Japan's trade deficit swelled to a record $112 billion in 2013, official data showed Monday, as the benefits of a cheap yen for exports were diluted by soaring post-Fukushima energy bills.
The shortfall of 11.47 trillion yen marked the biggest deficit since comparable data started in 1979, according to the finance ministry, with the December deficit alone doubling from a year earlier.
Japanese energy imports surged after the 2011 Fukushima crisis forced the shutdown of nuclear reactors that once supplied a third of the nation's power.
A sharp decline in the yen, which is good for exporters' profitability, also forced up the cost of importing pricey fossil-fuels to plug the country's energy gap.
The yen has been under pressure since Prime Minister Shinzo Abe, who took office in late 2012, launched a policy blitz that meshed government spending with a huge programme of central bank monetary easing.
The growth plan, dubbed Abenomics, is aimed at kickstarting the world's third-largest economy, which has been plagued by deflation for years.
The weak yen has boosted the bottom line at exporters such as Sony and Toyota, as the cheaper unit makes them more competitive overseas while also inflating repatriated profits.
Exports rose 9.5 percent last year to 69.79 trillion yen, their first increase in three years, backed by robust shipments of cars and electronics.
Shipments to China rose 9.7 percent as demand recovered following a consumer boycott on Japanese brands that was linked to a Tokyo-Beijing diplomatic row, which soured already testy relations between the Asian giants.
Exports to the key US and European markets also improved.

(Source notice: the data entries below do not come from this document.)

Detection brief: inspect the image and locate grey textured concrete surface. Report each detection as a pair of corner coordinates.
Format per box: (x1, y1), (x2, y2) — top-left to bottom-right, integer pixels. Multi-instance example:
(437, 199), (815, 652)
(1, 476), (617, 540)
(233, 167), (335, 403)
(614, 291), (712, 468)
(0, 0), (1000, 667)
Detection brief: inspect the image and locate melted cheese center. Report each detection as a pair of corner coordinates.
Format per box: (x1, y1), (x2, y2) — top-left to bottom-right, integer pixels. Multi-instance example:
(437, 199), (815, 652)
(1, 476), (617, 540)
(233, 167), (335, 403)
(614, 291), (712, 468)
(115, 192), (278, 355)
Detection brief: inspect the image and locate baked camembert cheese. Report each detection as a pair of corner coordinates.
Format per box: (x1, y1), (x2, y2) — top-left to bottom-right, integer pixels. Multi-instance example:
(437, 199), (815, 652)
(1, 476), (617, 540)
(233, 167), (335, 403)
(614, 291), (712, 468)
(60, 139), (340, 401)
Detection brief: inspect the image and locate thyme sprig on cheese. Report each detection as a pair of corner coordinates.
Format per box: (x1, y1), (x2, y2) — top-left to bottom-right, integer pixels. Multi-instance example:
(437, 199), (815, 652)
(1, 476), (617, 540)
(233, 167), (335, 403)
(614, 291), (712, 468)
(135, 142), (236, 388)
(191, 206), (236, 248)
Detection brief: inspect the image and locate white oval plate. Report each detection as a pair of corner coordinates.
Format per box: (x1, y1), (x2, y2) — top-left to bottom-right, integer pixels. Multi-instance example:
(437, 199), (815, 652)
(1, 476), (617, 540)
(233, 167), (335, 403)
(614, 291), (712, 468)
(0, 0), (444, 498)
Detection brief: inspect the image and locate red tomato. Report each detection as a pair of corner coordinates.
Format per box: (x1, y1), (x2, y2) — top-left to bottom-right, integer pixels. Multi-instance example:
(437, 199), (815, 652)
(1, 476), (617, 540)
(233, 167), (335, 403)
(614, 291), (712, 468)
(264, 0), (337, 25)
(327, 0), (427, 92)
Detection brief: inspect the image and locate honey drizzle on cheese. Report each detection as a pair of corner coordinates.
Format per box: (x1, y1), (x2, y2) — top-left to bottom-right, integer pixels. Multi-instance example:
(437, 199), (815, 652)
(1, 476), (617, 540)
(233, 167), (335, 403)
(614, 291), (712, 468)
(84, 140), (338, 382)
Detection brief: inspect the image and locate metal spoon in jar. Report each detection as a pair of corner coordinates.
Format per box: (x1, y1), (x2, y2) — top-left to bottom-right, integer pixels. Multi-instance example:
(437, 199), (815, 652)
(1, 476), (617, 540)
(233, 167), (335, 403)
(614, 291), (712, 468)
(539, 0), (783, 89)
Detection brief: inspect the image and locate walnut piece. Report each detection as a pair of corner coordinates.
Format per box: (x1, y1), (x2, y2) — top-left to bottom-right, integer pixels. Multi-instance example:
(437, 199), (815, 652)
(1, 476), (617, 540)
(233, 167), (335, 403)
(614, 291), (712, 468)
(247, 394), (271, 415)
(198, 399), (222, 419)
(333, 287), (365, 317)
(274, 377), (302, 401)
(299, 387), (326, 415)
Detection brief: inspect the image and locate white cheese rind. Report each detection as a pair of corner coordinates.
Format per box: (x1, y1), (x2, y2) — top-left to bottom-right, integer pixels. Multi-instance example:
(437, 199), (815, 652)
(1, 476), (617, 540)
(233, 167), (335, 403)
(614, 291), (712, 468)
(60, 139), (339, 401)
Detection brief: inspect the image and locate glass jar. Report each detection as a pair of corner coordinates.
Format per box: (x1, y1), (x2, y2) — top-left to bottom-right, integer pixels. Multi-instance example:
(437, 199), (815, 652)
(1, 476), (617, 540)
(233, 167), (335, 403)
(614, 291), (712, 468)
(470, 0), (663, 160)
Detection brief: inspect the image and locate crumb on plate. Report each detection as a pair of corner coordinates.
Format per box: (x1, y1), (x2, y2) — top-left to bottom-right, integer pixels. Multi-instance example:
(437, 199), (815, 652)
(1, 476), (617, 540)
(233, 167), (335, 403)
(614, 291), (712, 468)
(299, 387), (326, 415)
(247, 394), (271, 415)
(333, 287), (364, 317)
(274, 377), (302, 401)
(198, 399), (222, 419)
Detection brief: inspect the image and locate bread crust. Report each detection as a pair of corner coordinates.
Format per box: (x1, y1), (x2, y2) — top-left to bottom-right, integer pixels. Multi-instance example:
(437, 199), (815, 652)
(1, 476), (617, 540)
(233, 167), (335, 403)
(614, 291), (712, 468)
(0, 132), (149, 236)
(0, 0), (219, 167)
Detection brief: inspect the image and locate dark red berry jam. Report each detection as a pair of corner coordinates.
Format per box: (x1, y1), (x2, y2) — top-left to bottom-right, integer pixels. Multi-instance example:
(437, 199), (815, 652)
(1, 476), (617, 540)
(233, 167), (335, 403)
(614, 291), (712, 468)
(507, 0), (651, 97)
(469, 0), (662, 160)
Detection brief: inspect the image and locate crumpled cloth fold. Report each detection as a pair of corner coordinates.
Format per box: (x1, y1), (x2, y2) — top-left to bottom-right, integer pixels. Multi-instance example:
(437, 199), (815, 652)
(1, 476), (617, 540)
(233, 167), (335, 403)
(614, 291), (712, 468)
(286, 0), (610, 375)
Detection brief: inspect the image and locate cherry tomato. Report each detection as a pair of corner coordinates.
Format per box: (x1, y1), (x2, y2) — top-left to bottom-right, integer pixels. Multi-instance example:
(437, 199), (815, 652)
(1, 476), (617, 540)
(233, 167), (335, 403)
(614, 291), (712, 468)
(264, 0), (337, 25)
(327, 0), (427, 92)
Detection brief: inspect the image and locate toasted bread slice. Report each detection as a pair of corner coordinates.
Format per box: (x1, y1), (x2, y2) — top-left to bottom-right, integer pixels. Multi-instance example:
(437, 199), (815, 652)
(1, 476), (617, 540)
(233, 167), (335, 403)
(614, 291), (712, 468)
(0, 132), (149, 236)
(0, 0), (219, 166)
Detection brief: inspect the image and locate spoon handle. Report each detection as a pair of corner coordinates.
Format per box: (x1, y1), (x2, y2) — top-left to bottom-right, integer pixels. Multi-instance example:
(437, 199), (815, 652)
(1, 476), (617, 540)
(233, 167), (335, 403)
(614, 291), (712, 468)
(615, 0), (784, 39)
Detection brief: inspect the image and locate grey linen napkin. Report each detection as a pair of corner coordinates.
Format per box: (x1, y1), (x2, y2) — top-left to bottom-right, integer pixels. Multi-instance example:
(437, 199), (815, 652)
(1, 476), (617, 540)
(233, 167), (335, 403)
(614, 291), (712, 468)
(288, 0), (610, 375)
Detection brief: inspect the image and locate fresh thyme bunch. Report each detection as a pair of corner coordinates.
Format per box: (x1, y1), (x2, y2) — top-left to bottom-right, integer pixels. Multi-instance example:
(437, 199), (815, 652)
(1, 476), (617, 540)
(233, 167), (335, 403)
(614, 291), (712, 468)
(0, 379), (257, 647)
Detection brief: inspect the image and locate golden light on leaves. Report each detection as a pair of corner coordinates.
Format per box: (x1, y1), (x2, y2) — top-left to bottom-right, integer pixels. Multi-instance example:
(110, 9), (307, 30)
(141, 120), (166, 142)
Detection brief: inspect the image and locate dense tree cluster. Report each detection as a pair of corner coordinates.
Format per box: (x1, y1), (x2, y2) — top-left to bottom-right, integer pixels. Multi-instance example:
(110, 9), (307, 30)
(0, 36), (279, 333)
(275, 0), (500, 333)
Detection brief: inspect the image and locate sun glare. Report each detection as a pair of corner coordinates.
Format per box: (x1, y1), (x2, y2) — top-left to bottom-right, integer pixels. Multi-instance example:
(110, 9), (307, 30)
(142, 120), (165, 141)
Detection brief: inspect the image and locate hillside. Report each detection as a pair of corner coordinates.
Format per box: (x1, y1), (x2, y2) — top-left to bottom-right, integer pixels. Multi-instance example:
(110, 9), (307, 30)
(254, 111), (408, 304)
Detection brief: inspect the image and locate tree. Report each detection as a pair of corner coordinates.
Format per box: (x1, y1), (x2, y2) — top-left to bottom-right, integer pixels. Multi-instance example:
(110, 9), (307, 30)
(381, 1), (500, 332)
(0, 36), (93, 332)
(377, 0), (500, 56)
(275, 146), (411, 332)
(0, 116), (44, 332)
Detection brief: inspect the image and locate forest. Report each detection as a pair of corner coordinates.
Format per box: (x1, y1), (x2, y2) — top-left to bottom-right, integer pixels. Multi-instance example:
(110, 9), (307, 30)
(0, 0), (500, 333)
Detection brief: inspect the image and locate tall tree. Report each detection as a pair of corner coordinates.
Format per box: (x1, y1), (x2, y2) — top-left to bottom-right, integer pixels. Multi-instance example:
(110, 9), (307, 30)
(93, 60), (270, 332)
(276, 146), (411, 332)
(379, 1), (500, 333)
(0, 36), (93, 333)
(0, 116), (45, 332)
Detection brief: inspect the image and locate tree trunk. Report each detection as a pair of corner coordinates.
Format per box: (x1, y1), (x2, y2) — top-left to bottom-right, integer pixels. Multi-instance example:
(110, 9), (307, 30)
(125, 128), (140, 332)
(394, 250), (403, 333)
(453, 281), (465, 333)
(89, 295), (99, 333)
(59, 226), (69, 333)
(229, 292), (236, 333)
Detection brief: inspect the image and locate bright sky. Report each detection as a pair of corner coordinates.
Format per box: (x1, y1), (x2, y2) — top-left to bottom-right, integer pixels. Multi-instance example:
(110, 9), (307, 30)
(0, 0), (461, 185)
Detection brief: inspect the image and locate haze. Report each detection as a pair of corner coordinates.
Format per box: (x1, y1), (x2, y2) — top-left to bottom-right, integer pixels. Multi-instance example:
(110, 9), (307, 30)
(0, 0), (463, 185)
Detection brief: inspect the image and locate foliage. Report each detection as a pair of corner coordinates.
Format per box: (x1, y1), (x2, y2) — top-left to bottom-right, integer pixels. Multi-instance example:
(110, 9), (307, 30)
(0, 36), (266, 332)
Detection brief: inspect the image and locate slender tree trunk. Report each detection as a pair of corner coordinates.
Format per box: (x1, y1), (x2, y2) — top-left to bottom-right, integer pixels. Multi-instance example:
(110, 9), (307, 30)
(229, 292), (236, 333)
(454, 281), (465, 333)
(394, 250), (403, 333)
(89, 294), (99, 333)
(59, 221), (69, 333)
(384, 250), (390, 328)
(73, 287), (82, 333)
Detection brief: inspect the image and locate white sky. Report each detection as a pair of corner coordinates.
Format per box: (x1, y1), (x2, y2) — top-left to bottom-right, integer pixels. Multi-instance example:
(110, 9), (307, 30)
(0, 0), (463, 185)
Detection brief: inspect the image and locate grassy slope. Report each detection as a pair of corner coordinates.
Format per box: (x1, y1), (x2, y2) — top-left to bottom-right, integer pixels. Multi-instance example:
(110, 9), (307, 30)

Japan has seen a mixed bag of data recently, but the government's efforts to boost the economy appear to be taking hold.
Growth in the first half of the year outstripped other G7 nations, although that pace slowed in the third quarter, while November inflation data suggested the Bank of Japan was getting closer to its goal of reaching sustained inflation of 2.0 percent within two years.
Last week, Japan's top central banker Haruhiko Kuroda said the BoJ's monetary easing blitz was winning the war on deflation as policymakers held off announcing any fresh measures to stimulate the economy.
The decision after a two-day policy meeting was widely expected, with analysts predicting the BoJ would launch an expansion of its asset-buying plan later this year to counter the effects of an April sales tax hike.
The tax rise, seen as crucial to bringing down Japan's eye-watering national debt, has stoked fears of a damaging slowdown in consumer demand.